Натка скрипнула дверцей шкафа и спряталась за ней. Лаголев приподнялся.
— Нет, серьезно? Сколько?
— Половина восьмого.
— Да, что-то я…
— Что-то ты! Это уж точно!
Натка стянула ночнушку через голову и повесила на дверце.
Со своего места Лаголеву переодевание видно не было, но в зеркале поставленного к стене трюмо отражались Наткины голая спина и ноги. И синие трусики. Когда Натка, зацепив пальцами, спустила их вниз, Лаголев почувствовал, как внизу живота у него, преодолевая тяжесть одеяла, выпрямляется…
— Игорь! — крикнула Натка. — Игорь, ты встал?
Словно пойманный врасплох, Лаголев нырнул вниз. Нет, это, конечно, не к нему относилось, слава богу, а к сыну, но достаточно было Натке оглянуться… Скрючившись, он прижал одеяло к животу.
— Лаголев!
— Что? — выглянул он из своей позы, как сурок из норы.
— Ты что там, самоудовлетворяешься? — спросила Натка, возникая перед ним через секунду.
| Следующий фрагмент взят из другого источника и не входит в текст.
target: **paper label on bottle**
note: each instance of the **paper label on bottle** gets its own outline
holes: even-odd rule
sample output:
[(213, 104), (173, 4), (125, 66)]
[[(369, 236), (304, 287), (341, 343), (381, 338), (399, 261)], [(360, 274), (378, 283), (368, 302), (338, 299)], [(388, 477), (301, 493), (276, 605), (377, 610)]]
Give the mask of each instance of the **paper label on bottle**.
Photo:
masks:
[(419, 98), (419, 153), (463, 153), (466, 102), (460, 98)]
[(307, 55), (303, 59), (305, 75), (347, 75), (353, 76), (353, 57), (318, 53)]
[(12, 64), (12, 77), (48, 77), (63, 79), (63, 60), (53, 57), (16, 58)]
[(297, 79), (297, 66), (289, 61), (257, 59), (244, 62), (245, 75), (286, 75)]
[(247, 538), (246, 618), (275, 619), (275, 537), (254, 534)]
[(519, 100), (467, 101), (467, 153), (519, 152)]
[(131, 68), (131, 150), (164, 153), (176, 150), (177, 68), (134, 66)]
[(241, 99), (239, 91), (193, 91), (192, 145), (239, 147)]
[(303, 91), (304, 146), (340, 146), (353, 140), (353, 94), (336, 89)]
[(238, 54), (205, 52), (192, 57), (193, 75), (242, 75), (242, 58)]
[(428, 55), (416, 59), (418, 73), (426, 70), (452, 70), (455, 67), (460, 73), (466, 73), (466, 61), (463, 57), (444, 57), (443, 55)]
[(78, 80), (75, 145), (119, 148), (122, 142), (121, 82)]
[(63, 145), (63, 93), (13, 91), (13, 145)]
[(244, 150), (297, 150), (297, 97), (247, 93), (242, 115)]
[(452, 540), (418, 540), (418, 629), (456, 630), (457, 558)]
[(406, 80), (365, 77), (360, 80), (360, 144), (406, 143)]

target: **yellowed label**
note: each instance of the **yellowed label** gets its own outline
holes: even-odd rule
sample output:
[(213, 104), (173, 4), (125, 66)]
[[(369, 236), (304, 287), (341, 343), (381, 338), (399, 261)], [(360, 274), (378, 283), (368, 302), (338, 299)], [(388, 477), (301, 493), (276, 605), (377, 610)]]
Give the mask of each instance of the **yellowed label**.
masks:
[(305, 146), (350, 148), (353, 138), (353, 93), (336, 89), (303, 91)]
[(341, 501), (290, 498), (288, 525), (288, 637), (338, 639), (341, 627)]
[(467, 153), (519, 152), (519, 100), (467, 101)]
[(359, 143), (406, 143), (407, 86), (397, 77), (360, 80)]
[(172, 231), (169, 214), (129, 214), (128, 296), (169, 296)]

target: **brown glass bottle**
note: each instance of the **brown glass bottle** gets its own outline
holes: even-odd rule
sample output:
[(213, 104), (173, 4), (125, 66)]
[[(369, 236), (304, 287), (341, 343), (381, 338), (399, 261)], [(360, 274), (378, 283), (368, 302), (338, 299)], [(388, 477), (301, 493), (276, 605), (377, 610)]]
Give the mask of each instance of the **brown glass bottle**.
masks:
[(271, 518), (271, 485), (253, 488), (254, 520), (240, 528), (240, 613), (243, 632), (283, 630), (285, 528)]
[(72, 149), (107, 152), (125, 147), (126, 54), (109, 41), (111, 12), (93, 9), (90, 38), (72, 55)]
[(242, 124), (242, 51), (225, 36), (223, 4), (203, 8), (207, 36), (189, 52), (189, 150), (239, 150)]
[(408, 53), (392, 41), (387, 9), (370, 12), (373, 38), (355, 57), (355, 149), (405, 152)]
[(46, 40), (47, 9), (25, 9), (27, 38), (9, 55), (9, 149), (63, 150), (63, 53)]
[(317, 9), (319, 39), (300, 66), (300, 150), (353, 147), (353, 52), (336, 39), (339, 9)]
Она успела надеть свободную блузку и чисто домашние серые штаны в мелкую светлую полоску. Лицо выглядело со сна злым, как-то ужалось что ли, усохло. Нижнюю челюсть обтянуло, как у мумии.
— Нет, ты это… глупости-то оставь, — сказал Лаголев, изображая обиду. — Я, если захочу, то сделаю это в одиночестве.
— Давай, делай, инструмент в руку, — сказала жена, выходя в коридор с полотенцем. — У тебя есть десять минут. Потом у тебя свидание.
— Совсем, да? — повернул голову Лаголев.
— Тогда заправляйся и приготовь завтрак, — уже из ванной ответила Натка.
«Яволь! — чуть не сказал Лаголев. — Яволь, гестапо-фюрер Наталья Владимировна!».
— И Игоря разбуди, — добавила жена и закрыла дверь, отсекая возможность оспорить внезапную обязанность.
— Ага, всегда готов, — пробормотал Лаголев.
Как так? Он считал, что во сне человек проходит перезагрузку. Обновляются клетки, вымывается негатив, укрепляется иммунитет, подсознание ковыряет жизненные проблемы, чтобы утром ты встал посвежевший, светлый, с желанием жить и творить добро. Но Натка разбивала это построение в пух и прах. Заснула злой, проснулась еще злее. О, господи, не слететь бы в самом деле с катушек.